Fortune looked sour. There were the beginnings of tears in his eyes. How desolate it must be, Jonathan thought. How empty. To have been an ace, to have been important. Fortune was carrying not only his father's death but also the dragging weight of being no one in particular. It was the saddest thing Jonathan had ever seen.

Okay, he was definitely getting maudlin now.

"I can open safes," Lohengrin said.

Jonathan and Fortune both stared at him.

"Any safe. Just like this," Lohengrin said and snapped his fingers.

"Aren't Berman and your mom wining and dining the new guest ace? Noel whatsisname?" Jonathan asked. "The stage magician guy they brought over from England?"

"She's . . . yeah, she's out. How did you know that?"

"Heard someone talking about it," Jonathan said, not mentioning that he had been a wasp at the time.

"I thought the magic was his ace power," Lohengrin said.

"No, he's just a stage magician," Fortune said. "He's got the wild card, but that's just his shtick. Or anyway, that's what he says."

"But—"

"The point is," Jonathan broke in, "her house. Is there anyone there?"
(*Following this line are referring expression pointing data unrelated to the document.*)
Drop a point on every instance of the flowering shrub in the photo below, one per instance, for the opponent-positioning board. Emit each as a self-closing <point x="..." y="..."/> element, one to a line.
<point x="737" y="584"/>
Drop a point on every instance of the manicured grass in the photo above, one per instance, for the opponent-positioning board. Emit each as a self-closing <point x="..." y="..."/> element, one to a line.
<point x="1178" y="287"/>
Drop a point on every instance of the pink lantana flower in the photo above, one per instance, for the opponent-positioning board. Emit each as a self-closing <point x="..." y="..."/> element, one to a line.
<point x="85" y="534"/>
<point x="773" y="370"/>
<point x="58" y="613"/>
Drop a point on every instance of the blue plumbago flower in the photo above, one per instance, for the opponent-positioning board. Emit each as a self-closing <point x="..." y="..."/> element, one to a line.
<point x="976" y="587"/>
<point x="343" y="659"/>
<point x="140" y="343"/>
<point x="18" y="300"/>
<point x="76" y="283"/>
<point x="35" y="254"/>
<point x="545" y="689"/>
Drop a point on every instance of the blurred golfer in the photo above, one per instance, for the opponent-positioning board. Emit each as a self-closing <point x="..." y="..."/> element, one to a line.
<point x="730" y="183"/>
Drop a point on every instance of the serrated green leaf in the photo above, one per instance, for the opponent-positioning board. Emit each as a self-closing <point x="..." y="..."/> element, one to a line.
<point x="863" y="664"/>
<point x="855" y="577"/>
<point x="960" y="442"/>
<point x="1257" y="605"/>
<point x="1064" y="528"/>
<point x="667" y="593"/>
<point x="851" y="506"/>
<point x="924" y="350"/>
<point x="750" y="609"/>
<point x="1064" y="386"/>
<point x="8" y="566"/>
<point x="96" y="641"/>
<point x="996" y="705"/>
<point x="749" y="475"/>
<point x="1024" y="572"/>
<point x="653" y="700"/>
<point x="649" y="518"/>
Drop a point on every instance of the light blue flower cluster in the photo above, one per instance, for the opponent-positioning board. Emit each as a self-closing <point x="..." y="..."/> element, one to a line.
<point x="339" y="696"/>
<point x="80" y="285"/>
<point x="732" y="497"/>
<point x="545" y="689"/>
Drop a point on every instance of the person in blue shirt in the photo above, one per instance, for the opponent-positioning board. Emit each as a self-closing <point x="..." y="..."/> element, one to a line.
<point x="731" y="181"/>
"No. My dad . . . my step-dad, I mean. Josh. He's out of town all month. But—"

"It's perfect," Jonathan said. "Come on. Let's go take a look!"

"Guys," Fortune said. "Look, I really appreciate that you want to help out, but . . . but . . ."

"You must find your destiny," Lohengrin intoned, his hand on Fortune's shoulder. "If God has need of you, and this is the path your honor demands, you must go. You cannot do less. And I will aid you, if I can."

It should have sounded cheesy, but the fucker really pulled that Arthurian shit off. Jonathan felt genuinely moved.

"Yeah. What he said," Jonathan said. "Let's get the check."

Through one set of noncompound eyes, Peregrine's house looked more impressive. The Beverly Hills address matched with the mission-style architecture and the Spanish tile roof. The lawn was lush and green. He half expected to see Marilyn Monroe slink out of the house with a martini glass in her hand. Which was, he supposed, exactly the effect the architect was shooting for.

Jonathan pulled the car carefully into the driveway, stopping well before the garage door. That was the trick of driving intoxicated; allow lots of room for error.

"It is beautiful," Lohengrin said, leaning forward until his forehead almost touched the windshield. Maybe the crazed German bastard was a sentimental drunk too. It was endearing. Jonathan tried to turn off the engine and discovered he already had.